A votação ocorreu de forma simbólica na sessão da última sexta-feira, dentro do prazo final para análise do texto pelo Congresso. Publicada no segundo semestre do ano passado, a medida precisava ser aprovada pelas duas Casas até esta semana para não perder a validade.
Os recursos serão divididos em três áreas principais. A maior parte, cerca de R$ 45 milhões, ficará sob execução direta da União e será usada em despesas correntes, como compra de insumos, realização de estudos técnicos e contratação de serviços necessários às ações de vigilância e controle sanitário.
Outra parcela, de R$ 29,5 milhões, será destinada a obras e investimentos, com incorporação ao patrimônio do governo federal. Já R$ 9 milhões serão repassados aos estados, que atuam na linha de frente do monitoramento e combate às pragas e doenças em nível local.
Entre as prioridades estão o enfrentamento da influenza aviária e o controle de pragas como a mosca da carambola e a vassoura de bruxa, que afeta plantações de mandioca e cacau.

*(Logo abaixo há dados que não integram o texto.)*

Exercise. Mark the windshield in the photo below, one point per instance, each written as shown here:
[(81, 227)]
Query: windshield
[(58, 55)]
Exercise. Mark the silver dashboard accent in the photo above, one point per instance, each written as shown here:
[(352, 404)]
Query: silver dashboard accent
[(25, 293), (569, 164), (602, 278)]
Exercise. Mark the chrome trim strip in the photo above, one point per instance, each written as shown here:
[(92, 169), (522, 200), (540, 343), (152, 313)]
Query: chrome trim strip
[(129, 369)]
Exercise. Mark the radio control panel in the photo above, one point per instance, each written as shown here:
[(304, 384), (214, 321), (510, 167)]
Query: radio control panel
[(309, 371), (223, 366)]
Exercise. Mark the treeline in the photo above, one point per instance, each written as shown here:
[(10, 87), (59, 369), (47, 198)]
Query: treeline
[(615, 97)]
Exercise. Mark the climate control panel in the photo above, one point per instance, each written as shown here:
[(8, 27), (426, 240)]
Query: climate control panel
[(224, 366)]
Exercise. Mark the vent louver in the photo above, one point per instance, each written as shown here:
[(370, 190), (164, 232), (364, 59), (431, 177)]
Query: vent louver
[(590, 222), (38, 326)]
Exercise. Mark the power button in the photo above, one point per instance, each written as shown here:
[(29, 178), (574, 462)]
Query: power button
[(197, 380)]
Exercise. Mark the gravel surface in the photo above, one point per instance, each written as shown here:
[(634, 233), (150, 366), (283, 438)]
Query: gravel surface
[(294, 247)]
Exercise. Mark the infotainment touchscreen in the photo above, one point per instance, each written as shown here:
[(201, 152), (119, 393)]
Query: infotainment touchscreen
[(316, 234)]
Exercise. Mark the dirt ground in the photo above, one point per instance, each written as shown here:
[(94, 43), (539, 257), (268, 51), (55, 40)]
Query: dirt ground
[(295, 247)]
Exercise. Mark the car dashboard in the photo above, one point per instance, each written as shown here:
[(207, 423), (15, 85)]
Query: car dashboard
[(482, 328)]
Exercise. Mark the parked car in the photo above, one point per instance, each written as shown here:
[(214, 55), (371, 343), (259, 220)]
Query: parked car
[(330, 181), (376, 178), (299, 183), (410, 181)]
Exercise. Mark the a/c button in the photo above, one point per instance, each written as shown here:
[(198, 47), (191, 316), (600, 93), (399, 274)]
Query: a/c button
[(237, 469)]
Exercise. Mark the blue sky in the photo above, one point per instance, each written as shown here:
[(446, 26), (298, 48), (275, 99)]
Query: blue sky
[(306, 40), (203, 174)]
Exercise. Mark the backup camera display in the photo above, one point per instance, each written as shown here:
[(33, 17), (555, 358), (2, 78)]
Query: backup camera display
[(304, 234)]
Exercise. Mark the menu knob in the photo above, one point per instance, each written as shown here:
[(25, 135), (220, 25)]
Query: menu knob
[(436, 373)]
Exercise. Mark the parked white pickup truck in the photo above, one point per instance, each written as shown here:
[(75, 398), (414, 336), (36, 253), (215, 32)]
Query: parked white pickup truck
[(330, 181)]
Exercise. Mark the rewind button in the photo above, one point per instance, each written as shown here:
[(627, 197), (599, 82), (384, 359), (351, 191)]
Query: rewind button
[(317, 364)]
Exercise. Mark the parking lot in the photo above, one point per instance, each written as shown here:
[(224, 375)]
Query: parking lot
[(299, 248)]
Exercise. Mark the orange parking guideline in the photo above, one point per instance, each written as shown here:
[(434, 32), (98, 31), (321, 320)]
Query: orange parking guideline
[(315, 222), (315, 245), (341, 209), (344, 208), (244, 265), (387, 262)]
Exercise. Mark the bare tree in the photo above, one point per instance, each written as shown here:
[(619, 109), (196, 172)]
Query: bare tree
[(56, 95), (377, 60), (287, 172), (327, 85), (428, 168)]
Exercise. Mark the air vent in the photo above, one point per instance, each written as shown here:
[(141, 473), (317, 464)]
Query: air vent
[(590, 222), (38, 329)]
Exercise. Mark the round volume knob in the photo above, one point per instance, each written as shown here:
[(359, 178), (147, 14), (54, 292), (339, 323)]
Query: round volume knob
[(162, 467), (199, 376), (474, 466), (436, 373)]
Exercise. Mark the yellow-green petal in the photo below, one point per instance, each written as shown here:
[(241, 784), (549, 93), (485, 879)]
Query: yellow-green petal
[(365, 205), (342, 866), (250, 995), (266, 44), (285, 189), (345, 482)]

O reforço orçamentário ocorre em meio à ampliação da vigilância sanitária após a confirmação do primeiro caso de gripe aviária em uma granja comercial no Brasil, registrado em maio de 2025, no Rio Grande do Sul.
Ao longo do ano passado, o país também identificou focos da doença em criações de subsistência em estados como Mato Grosso, Goiás, Espírito Santo, Minas Gerais e São Paulo, além do Distrito Federal. Segundo dados oficiais, foram dez registros no total em 2025.
Com a aprovação no Senado, a medida provisória segue agora para sanção presidencial. A expectativa é que os recursos sejam liberados nos próximos dias, permitindo a continuidade e a ampliação das ações de prevenção e resposta a emergências sanitárias no campo.